Since 1980 • Humanistics • Philosophy • Computing
Artificial Minds, Human Questions
What does it mean to think? As artificial systems grow ever more capable, the question rebounds on us with fresh urgency. This book approaches the rise of machine intelligence not through hype or alarm, but through careful philosophical inquiry — tracing the conditions that make intelligence possible and asking what those conditions reveal about us.
Drawing on four decades of work at the intersection of computing and the humanities, Set Lonnert examines the assumptions hidden inside our models, the human questions that no algorithm can dissolve, and why clarity of thought matters more than ever in an age of artificial minds.
Intelligence is not a property that emerges from scale alone. The book examines the logical, embodied, and social conditions that any genuinely intelligent system must satisfy — and where current AI architectures fall short or succeed in unexpected ways.

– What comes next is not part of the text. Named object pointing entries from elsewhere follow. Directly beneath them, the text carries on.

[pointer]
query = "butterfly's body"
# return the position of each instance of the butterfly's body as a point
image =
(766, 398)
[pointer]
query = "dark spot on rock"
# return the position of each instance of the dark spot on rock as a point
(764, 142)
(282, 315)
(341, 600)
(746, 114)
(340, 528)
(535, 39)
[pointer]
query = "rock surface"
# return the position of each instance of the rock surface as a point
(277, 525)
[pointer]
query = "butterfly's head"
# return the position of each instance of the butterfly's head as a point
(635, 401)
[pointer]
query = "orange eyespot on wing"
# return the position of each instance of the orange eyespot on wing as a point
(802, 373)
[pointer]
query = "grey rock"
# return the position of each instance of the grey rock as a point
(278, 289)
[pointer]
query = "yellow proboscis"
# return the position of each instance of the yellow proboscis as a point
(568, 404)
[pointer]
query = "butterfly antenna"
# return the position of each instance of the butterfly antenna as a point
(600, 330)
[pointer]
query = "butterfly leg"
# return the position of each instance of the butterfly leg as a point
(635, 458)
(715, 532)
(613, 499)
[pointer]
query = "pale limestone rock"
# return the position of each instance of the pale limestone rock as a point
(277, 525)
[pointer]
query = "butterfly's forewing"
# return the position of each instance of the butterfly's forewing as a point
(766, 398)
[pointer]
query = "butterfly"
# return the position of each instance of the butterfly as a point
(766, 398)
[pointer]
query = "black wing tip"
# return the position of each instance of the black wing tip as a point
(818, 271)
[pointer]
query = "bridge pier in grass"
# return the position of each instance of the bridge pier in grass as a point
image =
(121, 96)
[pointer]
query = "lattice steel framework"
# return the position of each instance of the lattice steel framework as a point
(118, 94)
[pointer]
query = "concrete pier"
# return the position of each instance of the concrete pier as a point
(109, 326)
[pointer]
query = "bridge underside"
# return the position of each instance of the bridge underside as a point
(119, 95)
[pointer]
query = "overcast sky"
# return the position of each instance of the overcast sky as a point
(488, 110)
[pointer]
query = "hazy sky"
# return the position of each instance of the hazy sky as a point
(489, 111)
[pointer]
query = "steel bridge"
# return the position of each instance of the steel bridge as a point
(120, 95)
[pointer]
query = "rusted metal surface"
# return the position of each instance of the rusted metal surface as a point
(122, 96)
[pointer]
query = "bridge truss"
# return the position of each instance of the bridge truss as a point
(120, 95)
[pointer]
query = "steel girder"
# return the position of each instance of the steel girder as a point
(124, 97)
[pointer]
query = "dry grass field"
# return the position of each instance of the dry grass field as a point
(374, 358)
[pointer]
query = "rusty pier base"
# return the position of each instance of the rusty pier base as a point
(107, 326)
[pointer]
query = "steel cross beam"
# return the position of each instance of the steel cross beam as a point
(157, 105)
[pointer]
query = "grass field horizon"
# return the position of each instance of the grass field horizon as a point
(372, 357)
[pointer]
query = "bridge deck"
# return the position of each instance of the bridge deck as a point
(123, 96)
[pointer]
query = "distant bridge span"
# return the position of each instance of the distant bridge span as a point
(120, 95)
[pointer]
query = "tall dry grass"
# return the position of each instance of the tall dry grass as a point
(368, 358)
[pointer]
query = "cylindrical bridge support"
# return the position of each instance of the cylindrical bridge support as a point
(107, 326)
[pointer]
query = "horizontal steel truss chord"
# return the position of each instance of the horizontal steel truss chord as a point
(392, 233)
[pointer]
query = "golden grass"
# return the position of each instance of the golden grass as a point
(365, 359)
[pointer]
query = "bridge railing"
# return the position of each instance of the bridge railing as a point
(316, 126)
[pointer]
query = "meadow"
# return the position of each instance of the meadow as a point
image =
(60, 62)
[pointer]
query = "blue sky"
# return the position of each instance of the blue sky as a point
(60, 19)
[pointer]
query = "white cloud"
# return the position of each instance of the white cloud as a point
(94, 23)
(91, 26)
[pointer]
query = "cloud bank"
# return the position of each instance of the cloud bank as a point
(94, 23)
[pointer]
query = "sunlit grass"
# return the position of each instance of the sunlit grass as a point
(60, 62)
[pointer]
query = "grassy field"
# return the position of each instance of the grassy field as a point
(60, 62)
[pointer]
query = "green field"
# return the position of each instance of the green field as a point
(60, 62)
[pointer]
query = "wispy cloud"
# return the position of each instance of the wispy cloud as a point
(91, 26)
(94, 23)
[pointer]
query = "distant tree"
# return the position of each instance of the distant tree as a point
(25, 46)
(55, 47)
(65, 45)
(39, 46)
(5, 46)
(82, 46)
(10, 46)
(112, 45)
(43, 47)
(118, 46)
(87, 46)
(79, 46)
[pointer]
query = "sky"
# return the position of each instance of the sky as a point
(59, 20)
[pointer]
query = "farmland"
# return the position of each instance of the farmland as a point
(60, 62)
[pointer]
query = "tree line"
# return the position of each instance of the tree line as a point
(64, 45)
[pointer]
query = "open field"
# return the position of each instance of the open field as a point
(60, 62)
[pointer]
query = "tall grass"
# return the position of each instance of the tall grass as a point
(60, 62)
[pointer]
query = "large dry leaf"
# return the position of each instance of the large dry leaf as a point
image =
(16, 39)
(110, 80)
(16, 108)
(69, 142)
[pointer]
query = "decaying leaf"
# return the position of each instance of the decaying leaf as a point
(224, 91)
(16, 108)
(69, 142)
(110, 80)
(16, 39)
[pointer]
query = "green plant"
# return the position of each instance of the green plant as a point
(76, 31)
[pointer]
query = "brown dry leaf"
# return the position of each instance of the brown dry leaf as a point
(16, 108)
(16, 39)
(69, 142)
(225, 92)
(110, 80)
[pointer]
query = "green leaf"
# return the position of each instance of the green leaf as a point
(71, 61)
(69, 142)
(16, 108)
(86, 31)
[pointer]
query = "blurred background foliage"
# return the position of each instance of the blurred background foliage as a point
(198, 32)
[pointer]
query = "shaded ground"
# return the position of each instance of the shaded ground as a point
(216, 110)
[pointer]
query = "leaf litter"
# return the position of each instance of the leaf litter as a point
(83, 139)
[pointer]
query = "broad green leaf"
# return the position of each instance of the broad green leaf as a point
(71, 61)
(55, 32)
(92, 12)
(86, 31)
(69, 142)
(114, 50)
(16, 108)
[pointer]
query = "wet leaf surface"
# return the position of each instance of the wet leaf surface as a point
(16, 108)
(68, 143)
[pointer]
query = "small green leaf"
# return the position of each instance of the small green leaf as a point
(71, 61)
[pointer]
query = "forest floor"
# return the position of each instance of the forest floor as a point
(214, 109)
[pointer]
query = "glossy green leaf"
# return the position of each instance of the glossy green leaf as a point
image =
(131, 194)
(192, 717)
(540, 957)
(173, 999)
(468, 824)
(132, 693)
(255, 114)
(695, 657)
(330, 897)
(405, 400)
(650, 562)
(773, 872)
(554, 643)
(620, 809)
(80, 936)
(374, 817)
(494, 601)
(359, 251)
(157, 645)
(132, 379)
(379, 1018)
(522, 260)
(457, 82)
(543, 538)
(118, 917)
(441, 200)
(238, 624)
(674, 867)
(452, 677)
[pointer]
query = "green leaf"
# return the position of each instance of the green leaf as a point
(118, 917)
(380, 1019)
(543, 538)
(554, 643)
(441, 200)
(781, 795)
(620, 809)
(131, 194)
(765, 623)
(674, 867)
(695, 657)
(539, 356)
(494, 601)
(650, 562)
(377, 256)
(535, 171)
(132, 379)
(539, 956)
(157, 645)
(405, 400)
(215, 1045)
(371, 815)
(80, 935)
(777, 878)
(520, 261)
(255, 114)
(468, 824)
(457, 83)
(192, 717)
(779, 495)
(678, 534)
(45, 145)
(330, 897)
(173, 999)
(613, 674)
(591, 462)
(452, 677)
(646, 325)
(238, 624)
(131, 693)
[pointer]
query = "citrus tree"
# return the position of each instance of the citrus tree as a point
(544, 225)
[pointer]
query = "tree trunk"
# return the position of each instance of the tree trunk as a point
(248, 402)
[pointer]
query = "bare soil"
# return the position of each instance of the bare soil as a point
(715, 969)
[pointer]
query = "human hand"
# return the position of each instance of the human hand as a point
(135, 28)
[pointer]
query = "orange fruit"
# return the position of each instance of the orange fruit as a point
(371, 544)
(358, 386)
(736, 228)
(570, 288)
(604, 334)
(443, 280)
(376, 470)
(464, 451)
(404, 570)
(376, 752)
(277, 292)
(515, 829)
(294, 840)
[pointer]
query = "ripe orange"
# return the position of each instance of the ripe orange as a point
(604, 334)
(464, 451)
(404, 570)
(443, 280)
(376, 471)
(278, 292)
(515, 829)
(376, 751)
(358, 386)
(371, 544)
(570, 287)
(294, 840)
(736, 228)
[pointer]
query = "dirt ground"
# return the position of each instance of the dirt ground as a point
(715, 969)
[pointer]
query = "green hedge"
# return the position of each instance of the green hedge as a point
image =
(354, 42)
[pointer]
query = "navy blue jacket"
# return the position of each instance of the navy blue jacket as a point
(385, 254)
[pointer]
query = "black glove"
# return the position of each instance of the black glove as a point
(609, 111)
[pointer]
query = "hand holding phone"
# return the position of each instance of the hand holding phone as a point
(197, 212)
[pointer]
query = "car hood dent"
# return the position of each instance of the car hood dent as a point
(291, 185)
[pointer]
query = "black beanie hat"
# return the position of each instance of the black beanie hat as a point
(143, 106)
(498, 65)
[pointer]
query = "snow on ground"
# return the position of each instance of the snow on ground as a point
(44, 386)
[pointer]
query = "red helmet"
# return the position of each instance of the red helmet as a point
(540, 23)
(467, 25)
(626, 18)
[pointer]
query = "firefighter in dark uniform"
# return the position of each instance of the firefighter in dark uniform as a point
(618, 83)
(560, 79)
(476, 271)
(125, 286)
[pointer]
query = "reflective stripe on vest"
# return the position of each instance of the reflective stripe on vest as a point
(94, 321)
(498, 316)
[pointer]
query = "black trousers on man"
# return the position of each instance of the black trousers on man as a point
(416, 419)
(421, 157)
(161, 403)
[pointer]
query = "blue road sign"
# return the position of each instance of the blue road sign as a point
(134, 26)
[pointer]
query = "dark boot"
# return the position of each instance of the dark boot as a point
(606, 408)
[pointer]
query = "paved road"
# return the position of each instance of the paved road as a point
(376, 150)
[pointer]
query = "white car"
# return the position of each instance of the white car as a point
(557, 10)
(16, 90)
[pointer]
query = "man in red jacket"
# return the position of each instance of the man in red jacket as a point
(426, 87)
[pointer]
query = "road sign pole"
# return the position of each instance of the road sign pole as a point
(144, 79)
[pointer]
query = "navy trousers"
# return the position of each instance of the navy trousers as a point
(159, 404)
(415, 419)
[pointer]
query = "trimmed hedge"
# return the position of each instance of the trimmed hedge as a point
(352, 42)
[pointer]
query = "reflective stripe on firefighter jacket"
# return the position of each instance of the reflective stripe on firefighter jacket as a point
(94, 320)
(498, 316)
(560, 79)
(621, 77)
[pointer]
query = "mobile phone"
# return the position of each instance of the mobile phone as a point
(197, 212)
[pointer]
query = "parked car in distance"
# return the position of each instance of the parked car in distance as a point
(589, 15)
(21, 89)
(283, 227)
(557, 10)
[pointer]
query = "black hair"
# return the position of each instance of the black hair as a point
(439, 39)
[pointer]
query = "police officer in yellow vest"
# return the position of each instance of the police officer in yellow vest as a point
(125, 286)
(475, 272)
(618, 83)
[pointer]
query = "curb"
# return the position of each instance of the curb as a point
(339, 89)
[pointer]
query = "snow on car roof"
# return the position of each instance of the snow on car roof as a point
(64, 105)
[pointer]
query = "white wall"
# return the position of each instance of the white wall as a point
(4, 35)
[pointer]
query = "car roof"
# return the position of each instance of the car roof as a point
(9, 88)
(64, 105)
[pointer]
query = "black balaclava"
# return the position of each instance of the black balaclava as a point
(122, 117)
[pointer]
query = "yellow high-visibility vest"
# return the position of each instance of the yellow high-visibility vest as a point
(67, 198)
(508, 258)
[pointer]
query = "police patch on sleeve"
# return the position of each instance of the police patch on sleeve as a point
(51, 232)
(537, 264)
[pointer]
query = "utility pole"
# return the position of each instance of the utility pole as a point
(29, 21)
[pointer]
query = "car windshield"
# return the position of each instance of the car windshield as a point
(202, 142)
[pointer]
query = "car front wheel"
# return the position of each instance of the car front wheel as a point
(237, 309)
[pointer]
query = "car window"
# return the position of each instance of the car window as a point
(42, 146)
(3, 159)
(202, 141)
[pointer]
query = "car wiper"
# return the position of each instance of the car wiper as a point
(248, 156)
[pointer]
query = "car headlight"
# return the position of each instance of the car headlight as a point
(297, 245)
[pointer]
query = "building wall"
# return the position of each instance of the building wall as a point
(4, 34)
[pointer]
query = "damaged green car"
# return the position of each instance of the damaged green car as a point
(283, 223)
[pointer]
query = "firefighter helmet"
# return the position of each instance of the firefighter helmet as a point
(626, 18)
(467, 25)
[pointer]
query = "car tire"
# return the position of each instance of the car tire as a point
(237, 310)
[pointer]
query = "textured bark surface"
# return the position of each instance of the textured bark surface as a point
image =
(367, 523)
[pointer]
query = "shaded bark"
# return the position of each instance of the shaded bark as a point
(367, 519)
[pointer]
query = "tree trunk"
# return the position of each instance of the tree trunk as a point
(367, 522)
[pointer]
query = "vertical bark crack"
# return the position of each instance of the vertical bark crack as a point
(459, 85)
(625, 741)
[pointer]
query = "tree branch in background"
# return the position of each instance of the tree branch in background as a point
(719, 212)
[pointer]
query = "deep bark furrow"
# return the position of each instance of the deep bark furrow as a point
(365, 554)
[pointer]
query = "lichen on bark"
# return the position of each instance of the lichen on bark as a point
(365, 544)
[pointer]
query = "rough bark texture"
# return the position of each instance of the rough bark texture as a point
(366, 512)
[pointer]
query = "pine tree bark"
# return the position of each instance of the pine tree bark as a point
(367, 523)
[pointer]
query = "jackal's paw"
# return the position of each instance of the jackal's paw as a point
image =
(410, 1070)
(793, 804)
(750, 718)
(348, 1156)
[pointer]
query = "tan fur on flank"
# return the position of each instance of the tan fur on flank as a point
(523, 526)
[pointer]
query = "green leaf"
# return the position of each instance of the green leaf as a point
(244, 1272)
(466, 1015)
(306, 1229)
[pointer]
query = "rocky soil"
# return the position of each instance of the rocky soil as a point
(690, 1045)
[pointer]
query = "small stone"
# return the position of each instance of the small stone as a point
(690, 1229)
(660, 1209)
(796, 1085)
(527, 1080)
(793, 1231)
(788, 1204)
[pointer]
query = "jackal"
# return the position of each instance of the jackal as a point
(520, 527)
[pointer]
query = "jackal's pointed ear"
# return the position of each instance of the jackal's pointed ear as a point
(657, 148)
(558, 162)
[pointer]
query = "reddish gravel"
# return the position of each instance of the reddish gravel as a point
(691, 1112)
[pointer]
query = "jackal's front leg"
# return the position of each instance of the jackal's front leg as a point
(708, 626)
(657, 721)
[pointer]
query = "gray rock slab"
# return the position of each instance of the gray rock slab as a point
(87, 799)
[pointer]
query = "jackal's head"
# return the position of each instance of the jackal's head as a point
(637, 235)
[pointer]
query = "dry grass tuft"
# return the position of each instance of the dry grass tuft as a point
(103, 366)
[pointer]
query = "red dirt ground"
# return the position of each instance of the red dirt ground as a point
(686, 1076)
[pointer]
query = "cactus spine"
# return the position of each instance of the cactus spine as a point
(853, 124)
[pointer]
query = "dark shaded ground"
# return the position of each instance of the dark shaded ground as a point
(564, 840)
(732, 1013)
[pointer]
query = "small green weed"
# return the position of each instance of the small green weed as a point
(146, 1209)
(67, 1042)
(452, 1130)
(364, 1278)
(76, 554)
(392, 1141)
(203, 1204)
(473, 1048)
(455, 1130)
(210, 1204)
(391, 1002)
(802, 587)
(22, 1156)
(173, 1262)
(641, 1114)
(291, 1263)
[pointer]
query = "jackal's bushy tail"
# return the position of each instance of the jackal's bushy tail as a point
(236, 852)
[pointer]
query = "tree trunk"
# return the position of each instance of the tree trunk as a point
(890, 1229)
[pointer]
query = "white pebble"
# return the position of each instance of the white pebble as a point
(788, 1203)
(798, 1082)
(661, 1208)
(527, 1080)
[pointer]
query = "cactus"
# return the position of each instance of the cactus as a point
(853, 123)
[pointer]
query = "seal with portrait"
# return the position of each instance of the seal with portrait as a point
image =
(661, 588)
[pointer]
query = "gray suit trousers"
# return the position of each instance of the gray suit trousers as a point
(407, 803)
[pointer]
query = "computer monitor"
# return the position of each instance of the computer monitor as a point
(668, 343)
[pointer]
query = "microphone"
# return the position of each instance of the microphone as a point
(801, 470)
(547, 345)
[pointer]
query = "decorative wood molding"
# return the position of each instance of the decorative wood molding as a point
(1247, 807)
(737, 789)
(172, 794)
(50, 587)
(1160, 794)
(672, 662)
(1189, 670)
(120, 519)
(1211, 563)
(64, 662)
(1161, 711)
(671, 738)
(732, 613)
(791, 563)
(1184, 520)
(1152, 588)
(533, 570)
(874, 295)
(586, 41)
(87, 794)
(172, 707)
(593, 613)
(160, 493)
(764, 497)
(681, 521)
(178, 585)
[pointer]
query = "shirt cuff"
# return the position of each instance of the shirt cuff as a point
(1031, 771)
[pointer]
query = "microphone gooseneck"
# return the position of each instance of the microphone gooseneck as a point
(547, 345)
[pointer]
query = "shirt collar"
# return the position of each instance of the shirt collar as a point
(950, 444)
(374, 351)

Every debate about artificial minds is also a debate about natural ones. Humanistic inquiry offers tools — conceptual analysis, historical context, close reading — that engineering alone cannot provide when the object of study is intelligence itself.
Rather than settling grand questions, the goal is precision: sharpening the distinctions that get blurred in popular discourse, exposing the assumptions embedded in everyday talk about AI, and making it easier to think and argue well.